The fence is routinely climbed or
otherwise circumvented. The GAO reported in 2017 that both pedestrian
and vehicle barriers have been defeated by various methods, including
using ramps to drive vehicles "up and over" vehicle fencing
in the sector; scaling, jumping over, or breaching pedestrian
fencing; burrowing or tunneling underground; and even using small
aircraft.
A report in May 2008 by the
Congressional Research Service found "strong indication"

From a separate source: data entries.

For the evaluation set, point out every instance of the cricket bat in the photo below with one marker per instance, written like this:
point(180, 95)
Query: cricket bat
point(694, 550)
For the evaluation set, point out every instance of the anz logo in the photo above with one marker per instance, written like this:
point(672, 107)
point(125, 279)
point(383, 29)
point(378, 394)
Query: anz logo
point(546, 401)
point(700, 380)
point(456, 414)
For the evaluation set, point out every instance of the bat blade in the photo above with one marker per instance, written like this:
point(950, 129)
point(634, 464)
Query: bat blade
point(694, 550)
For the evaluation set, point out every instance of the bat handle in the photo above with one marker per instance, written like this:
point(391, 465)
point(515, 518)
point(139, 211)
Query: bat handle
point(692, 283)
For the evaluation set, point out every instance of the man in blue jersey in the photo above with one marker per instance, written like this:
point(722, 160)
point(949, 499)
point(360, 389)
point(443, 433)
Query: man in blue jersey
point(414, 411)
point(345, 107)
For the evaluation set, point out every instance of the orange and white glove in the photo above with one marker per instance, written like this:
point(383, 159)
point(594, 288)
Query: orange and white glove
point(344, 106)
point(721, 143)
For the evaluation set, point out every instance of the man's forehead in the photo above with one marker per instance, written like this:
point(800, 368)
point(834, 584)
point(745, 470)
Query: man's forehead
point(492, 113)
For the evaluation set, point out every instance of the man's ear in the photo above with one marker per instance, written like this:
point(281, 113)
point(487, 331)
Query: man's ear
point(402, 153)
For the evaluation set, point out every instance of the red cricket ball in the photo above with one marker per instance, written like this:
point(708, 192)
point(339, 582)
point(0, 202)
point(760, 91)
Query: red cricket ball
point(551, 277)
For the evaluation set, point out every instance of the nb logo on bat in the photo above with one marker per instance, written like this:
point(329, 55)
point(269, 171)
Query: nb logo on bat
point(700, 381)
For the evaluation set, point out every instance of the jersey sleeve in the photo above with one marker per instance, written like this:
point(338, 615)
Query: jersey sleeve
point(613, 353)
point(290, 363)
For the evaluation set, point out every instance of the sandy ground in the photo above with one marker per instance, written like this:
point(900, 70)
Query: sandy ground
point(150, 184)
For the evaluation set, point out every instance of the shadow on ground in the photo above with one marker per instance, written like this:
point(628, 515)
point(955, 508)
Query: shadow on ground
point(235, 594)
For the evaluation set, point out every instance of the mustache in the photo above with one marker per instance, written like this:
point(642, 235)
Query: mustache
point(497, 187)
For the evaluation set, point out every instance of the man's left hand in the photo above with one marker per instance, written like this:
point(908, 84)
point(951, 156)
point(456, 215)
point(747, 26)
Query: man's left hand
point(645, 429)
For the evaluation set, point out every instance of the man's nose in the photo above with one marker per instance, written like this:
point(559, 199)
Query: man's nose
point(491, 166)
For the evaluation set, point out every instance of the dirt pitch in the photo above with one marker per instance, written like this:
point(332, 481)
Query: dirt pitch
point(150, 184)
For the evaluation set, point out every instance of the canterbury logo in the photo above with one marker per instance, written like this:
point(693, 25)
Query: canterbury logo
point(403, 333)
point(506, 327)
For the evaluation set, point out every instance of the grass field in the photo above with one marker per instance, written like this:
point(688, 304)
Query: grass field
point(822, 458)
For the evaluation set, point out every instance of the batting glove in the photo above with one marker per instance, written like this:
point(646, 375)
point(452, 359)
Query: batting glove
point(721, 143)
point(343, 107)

that illegal border-crossers had simply found new routes. A 2017
Government Accountability Office(GAO) report, citing U.S. Customs and
Border Protection (CBP) data, found that from fiscal year 2010
through fiscal year 2015, the U.S.-Mexico border fence had been
breached 9,287 times, at an average cost of $784 per breach to
repair.
After promising voters that Mexico
would pay for the border wall, the president has sought $25 billion
from Congress to fund the project. And, a 14-mile "border wall
construction project" along the border in San Diego was
announced in June 2018. The project actually will replace an
"eight-to-10 foot high scrap metal wall with an 18-to-30 foot
bollard-style wall topped off with an anti-climbing plate." The
cost will be $147 million for 15 miles of construction. That is $9.8
million a mile. The total length of the U.S.–Mexico border is 1,954
miles. Go figure the real cost of construction, then add maintenance
and security.
There must be definite, detailed plans
for border security. Instead of just accepting the notion that more
walls will be effective, Congress should study all possible solutions
that could improve security, and they should spend money wisely with
an eye on the future.
Trump has approached the argument with blinders
– he wishes to fulfill a campaign promise. He says, “This is a
choice between right and wrong, justice and injustice. This is about
whether we fulfill our sacred duty to the American citizens we
serve.” If you stubbornly accept that the border wall is “right”
without examining reasons why so many believe it is “wrong,” you
simply ignore the common good of human beings. It is imperative to
understand the welfare of two countries ... one very rich and one
pitifully poor … one bent on fearful nationalism and one
desperately seeking to fulfill a dream of prosperity.